O antigo Presidente da República, José Mário Vaz, tem intensificado nos últimos tempos contactos com diferentes formações políticas, procurando contribuir para a superação da crise institucional que se arrasta desde a dissolução do Parlamento e a queda do Governo em 2023.
Esta quarta-feira, 17 de setembro, o ex-chefe de Estado reuniu na sua residência com o deputado Braima Mané e com Mamadu Traualé, líder do Partido Nossa Pátria, num encontro destinado a discutir soluções conjuntas e sustentáveis para a Guiné-Bissau.
“Ainda não terminamos a agenda de hoje. Deveríamos receber o presidente da API-Cabas, Garandi, pelo facto de o líder ter viajado e ter voltado ontem, comunicou logo que o encontro não seria possível à hora prevista”, explicou José Mário Vaz, sublinhando que “é possível encontrar paz duradoura se todos unirem os esforços” em torno de consensos políticos.
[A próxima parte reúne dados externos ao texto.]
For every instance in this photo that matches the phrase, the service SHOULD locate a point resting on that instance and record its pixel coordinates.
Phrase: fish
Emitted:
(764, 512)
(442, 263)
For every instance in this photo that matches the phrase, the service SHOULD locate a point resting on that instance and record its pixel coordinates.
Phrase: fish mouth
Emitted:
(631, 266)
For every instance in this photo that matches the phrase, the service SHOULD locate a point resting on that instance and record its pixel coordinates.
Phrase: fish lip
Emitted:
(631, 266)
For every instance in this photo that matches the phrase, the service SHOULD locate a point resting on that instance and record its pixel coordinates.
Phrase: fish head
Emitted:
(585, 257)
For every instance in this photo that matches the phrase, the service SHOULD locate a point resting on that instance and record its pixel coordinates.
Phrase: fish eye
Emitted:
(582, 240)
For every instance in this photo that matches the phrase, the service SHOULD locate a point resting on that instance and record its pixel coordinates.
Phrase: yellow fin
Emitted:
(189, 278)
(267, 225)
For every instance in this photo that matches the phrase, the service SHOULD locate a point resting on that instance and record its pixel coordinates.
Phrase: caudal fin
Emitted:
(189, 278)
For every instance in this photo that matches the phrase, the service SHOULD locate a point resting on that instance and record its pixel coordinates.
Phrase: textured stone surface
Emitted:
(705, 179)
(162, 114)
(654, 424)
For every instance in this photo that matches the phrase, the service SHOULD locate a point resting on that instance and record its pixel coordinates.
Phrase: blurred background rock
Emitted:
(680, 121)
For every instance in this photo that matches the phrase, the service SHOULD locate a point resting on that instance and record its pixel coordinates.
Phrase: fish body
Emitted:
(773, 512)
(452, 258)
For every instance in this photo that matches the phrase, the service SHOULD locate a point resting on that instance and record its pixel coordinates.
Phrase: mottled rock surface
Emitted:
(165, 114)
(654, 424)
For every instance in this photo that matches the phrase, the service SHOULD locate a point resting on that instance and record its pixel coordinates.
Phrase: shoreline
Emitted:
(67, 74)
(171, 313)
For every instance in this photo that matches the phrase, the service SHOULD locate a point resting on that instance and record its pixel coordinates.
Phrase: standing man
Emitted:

Dias antes, o presidente cessante, Umaro Sissoco Embaló, afirmara aos jornalistas que o seu antecessor estaria “na reforma”, afastando qualquer hipótese de recandidatura de José Mário Vaz, com base numa promessa alegadamente feita pelo próprio antigo chefe de Estado.
Em resposta, José Mário Vaz declarou que “Se alguém não te respeita, respeite a si mesmo”, evocando a figura do falecido Presidente Nino Vieira numa alusão a líderes considerados reformados da cena política.
José Mário Vaz, que presidiu à Guiné-Bissau entre 2014 e 2020, num mandato pautado por uma intensa instabilidade governativa, marcada pela nomeação de oito primeiros-ministros, entre os quais três constitucionais, nomeadamente Domingos Simões Pereira, Carlos Correia e Aristides Gomes.